いつも楽しく拝見しています。家族3人暮らしです。子どもの教育費用をどうにかやりくりし、子どもの自立後は、夫婦円満のセカンドライフを長く楽しみたいというのが目標です。
しかし、年間収支からも分かるように、支出が多く、貯金という貯金ができていません。
家族計画としては、子どもの高校卒業までは教育資金を月の収入により捻出し、大学費用は学資保険(満期170万円)と高校卒業までの貯蓄(目標200万円)で賄おうと考えています。
しかし、政府の「老後2000万円が最低必要」といった試算意見もあり、これでは教育費用の見立てが甘く、老後貧乏になってしまうのではないかと不安になっています。

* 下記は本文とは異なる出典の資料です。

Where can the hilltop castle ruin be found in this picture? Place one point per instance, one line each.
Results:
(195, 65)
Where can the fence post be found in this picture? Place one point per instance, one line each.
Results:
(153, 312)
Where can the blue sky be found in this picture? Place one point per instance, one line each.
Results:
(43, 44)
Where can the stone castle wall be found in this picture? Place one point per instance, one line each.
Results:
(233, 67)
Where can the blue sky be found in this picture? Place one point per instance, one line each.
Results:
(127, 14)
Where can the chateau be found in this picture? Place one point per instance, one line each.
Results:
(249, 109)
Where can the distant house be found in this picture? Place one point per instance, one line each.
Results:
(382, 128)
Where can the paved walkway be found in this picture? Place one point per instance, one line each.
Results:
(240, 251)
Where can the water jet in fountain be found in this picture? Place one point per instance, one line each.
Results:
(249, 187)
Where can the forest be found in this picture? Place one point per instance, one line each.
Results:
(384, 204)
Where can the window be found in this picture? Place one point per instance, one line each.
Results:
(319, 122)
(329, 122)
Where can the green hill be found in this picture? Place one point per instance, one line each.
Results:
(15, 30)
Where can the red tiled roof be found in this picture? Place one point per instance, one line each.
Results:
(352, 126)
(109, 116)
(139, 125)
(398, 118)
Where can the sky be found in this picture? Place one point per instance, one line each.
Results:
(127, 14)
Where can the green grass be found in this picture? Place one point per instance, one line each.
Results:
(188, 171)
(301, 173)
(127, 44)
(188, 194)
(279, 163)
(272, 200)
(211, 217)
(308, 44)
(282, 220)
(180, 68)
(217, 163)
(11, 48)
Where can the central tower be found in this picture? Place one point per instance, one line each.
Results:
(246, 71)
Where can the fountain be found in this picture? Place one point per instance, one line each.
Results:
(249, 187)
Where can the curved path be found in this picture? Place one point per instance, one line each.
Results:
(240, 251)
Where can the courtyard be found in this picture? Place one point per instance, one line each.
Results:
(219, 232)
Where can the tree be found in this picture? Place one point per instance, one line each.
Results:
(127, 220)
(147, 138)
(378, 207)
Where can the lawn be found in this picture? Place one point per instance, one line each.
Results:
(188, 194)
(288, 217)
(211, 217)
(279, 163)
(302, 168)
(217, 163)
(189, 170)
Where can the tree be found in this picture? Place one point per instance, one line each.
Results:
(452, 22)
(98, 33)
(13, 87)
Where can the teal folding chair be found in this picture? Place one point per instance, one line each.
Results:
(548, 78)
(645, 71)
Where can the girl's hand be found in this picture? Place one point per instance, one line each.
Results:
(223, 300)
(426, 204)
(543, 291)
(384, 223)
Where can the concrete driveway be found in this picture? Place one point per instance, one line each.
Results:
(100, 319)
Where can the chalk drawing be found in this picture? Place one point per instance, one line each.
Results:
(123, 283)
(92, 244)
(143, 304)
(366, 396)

妻は、新型コロナウイルス感染症の終息後は、月3~4万円のパートを考えています。
私たちの老後において経済的にも余裕ある暮らしを実現するには、どのような資金繰りと貯蓄計画でいけばよいのか、アドバイスいただけたらと思います。
やはり、無理してでもNISAやiDeCoを始めた方がよいのでしょうか?
A. 大学資金は特別収支黒字から年20万円の定期預金で
残りの黒字分はセカンドライフに向けて貯め、年1回資金チェックを
住宅は取得済みですから、ローンを着実に返しながら、教育資金と老後資金準備にとりかかりましょう。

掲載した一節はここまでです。